In March, France’s highest administrative body, the Council of State, warned that a ban could be found unconstitutional. It rejected possible legal justifications one by one, including the French tradition of secularism, equality for women, human dignity and concerns about public security.

In the end, the government’s central legal argument is that covering one’s face doesn’t square with French values.

Life in France is “carried out with a bare face,” Justice Minister Michele Alliot-Marie said last week, opening debate at the National Assembly.

As legal reasoning, she invoked the notion of public policy doctrine, a country’s moral and social rules.

Face-covering veils “call into question the idea of integration, which is founded on the acceptance of the values of our society,” Alliot-Marie said.

The legislation would forbid face-covering Muslim veils in all public places in France, even in the street. It calls for €150 ($185) fines or citizenship classes, or both.
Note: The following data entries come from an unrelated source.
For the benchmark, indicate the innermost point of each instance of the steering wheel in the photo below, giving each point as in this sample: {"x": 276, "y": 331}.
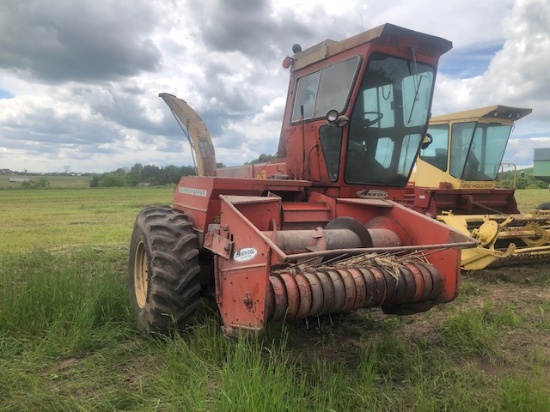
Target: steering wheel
{"x": 369, "y": 122}
{"x": 428, "y": 139}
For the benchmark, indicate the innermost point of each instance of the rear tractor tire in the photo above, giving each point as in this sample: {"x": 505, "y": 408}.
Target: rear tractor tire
{"x": 163, "y": 270}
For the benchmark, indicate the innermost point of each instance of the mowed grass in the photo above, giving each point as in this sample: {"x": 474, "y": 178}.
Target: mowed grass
{"x": 55, "y": 181}
{"x": 68, "y": 340}
{"x": 71, "y": 218}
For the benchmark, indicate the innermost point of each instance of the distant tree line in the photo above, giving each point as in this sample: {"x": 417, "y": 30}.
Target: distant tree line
{"x": 524, "y": 180}
{"x": 139, "y": 174}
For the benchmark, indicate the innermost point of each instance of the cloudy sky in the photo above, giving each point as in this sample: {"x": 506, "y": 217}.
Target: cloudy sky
{"x": 79, "y": 80}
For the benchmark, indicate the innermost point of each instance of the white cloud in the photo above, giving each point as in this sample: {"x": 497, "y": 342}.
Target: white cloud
{"x": 86, "y": 89}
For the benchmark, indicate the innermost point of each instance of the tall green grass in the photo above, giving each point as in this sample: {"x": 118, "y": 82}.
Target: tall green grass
{"x": 68, "y": 341}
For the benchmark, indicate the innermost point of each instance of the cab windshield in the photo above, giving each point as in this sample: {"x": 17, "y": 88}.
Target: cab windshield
{"x": 477, "y": 150}
{"x": 388, "y": 121}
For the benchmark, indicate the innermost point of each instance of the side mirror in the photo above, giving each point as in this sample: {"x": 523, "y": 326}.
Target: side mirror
{"x": 333, "y": 117}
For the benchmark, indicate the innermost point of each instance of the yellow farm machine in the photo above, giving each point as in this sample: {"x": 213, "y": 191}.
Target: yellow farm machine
{"x": 316, "y": 231}
{"x": 455, "y": 181}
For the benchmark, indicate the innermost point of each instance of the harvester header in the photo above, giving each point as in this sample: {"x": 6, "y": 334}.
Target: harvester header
{"x": 316, "y": 231}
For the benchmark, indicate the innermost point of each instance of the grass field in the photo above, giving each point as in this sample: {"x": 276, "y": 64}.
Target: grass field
{"x": 68, "y": 340}
{"x": 56, "y": 181}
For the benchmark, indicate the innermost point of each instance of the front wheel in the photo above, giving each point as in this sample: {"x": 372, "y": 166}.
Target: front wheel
{"x": 163, "y": 270}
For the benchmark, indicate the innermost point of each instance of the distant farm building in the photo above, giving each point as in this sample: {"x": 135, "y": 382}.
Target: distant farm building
{"x": 541, "y": 167}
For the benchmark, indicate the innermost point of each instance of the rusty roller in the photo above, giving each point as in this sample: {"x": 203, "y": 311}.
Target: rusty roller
{"x": 314, "y": 292}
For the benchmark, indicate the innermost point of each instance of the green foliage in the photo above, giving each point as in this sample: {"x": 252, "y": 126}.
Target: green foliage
{"x": 524, "y": 180}
{"x": 139, "y": 174}
{"x": 68, "y": 339}
{"x": 41, "y": 183}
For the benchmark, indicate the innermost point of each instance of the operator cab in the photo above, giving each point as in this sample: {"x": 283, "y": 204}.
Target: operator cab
{"x": 357, "y": 110}
{"x": 470, "y": 146}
The bill is also aimed at husbands and fathers who impose such veils on women and girls. Anyone convicted of forcing someone else to wear the garb risks a year of prison and a €30,000 ($38,000) fine — with both those penalties doubled if the victim is a minor.

Officials have taken pains to craft language that does not single out Muslims. While the proposed legislation is colloquially referred to as the “anti-burqa law,” it is officially called “the bill to forbid concealing one’s face in public.”

It refers neither to Islam nor to veils — leading to an often surreal disconnect between the text and discussion in parliament about it. While officials insist the law against face-covering would apply to everyone, not just Muslims, they cite a host of exceptions, including masks for health reasons, for fencing, for carnivals and festivals.

Legislator Berengere Poletti, of Sarkozy’s conservative party, argued that women in such garb “wear a sign of alienation on their faces” and “must be liberated,” even if they say the apparel is their own choice.

Communist Andre Gerin, who also supports a ban, said that “talking about liberty to defend the wearing of the full veil is totally cynical — for me, the full veil is a walking coffin, a muzzle.”

Socialist Jean Glavany, one of the few lawmakers to offer stinging criticism of a ban, said dwelling on questions of French identity and whether burqas are welcome in France “is nothing more than the fear of those who are different, who come from abroad, who aren’t like us, who don’t share our values.”

He was also one of several lawmakers to question the bill’s “judicial fragility.”

To address that widespread concern, the conservative majority has taken the unusual step of asking the Constitutional Council watchdog to rule on the bill once it passes parliament — a move usually made by opponents of legislation.

Down the road, the law could face another challenge at the European Court of Human Rights in Strasbourg, where decisions are binding. In February, the court shot down a Turkish decision that convicted dozens of people for wearing religious clothing in public.